3 March 2023
EU legislators must deliver on faster permitting at the next week’s Renewable Energy Directive trilogue
The European Commission wants wind to be 43% of EU electricity consumption by 2030. But right now new investments and wind turbine orders are falling: the EU only installed 16 GW of new wind in 2022, half of what it should be building for the 2030 objectives.
Permitting remains the key bottleneck for deploying wind at scale. 80 GW of wind energy are today stuck in permitting processes across Europe and it can take up to 10 years for the permitting of a wind farm.
The EU is now discussing changes to its Renewable Energy Directive that can help speed things up. Key negotiations are taking place on Monday 6 March between the EU Commission, the EU Parliament and the EU-27 Member States.

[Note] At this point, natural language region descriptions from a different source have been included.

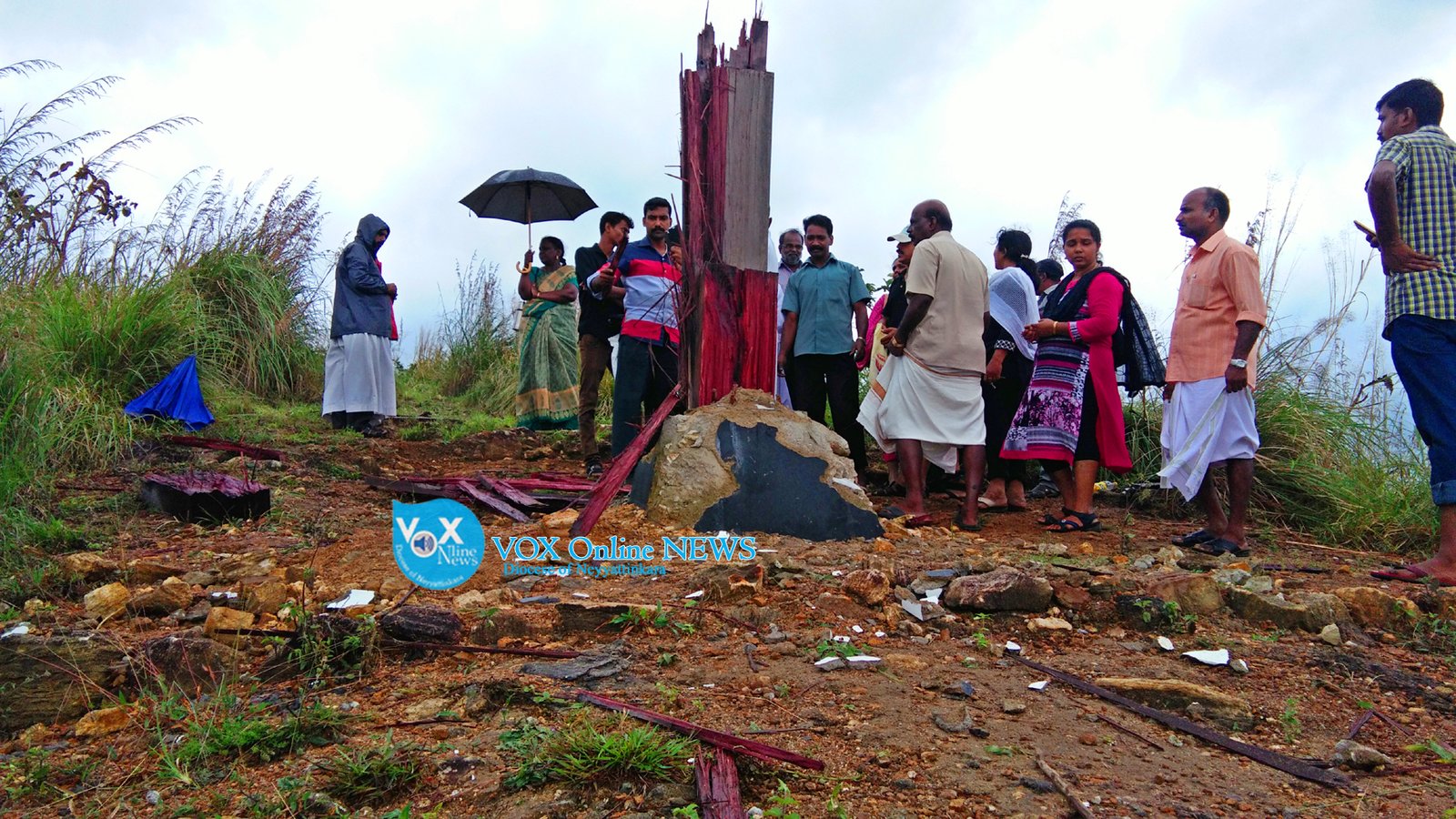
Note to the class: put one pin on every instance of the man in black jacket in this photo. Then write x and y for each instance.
(601, 321)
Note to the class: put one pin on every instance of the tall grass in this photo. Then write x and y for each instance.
(472, 354)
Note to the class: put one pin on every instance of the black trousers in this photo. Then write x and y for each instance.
(815, 378)
(645, 376)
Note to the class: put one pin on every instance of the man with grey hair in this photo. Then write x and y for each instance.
(926, 401)
(1208, 417)
(791, 258)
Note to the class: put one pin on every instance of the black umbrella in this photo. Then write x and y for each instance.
(529, 196)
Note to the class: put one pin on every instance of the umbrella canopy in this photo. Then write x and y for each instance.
(529, 196)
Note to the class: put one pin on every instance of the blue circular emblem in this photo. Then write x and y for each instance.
(437, 544)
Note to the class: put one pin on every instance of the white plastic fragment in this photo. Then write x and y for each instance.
(829, 663)
(16, 630)
(353, 599)
(1219, 658)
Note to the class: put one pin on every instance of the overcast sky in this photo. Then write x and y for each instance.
(997, 108)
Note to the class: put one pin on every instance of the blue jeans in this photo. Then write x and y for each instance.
(1424, 354)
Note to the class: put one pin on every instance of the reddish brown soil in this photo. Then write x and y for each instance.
(871, 729)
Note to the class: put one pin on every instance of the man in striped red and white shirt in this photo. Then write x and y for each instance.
(1208, 417)
(647, 351)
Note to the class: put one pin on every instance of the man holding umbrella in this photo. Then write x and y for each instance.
(647, 353)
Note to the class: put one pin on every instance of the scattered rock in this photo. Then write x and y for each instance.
(31, 688)
(165, 599)
(1004, 589)
(106, 601)
(1350, 753)
(87, 566)
(868, 586)
(1194, 593)
(732, 583)
(609, 661)
(1070, 596)
(593, 617)
(422, 624)
(1178, 695)
(732, 465)
(1302, 611)
(1372, 608)
(102, 722)
(228, 620)
(187, 659)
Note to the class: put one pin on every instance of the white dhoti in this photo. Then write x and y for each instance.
(944, 411)
(1203, 424)
(359, 375)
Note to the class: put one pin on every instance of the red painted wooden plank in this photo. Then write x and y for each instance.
(622, 465)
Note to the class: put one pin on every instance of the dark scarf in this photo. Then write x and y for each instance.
(1063, 303)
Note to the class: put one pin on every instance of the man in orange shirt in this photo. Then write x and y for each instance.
(1208, 413)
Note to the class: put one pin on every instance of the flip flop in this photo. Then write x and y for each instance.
(1220, 547)
(1412, 574)
(1193, 538)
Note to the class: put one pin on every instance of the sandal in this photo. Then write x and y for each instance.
(1219, 547)
(1052, 519)
(1077, 522)
(1193, 538)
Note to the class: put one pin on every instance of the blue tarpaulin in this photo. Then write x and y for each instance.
(178, 395)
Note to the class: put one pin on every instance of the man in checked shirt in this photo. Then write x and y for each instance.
(1412, 200)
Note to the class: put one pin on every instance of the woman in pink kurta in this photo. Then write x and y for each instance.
(1070, 416)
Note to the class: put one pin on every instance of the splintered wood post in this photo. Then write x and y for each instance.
(717, 778)
(728, 302)
(622, 467)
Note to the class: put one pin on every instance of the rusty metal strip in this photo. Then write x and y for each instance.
(1261, 755)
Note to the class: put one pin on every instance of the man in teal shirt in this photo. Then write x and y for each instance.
(817, 305)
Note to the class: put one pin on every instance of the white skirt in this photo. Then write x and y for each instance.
(944, 413)
(1203, 424)
(359, 375)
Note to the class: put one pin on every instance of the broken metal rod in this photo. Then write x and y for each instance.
(1128, 732)
(1264, 756)
(1063, 789)
(622, 465)
(555, 653)
(705, 734)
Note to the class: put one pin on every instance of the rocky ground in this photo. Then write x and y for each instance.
(945, 724)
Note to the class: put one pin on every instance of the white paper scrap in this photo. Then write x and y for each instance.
(354, 598)
(1219, 658)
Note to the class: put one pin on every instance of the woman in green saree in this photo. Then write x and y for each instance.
(546, 392)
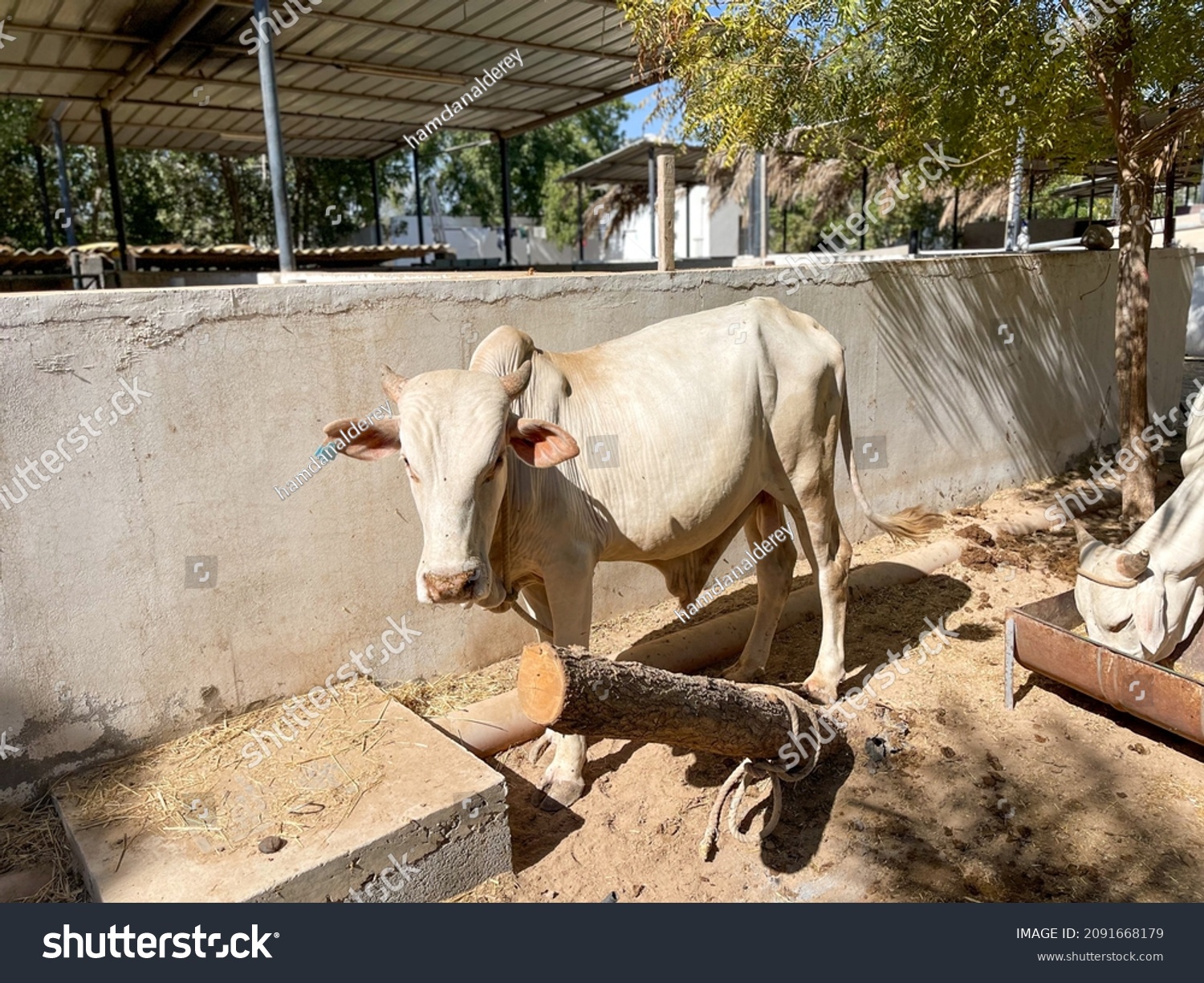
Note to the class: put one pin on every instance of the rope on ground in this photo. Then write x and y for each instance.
(749, 773)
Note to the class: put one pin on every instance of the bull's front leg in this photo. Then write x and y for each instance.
(570, 595)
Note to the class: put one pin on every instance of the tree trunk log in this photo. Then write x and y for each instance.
(576, 693)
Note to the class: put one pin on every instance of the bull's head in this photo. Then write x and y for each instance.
(453, 429)
(1121, 598)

WindEurope together with Eurelectic and SolarPower Europe outlines 5 outstanding priorities that negotiators should factor in the revision of Europe’s 2030 permitting rules for renewables. These are :
- ‘Overriding public interest’ must apply to all renewables until climate neutrality is reached;
- The pipeline of projects stuck in permitting processes must be unblocked;
- Permitting for projects in and outside of renewable ‘acceleration areas’ must be simultaneous;
- Land use designation rules must allow nature-positive renewable energy deployment;
- Permitting rules must be future-proofed for a 2050 EU energy system dominated by renewables.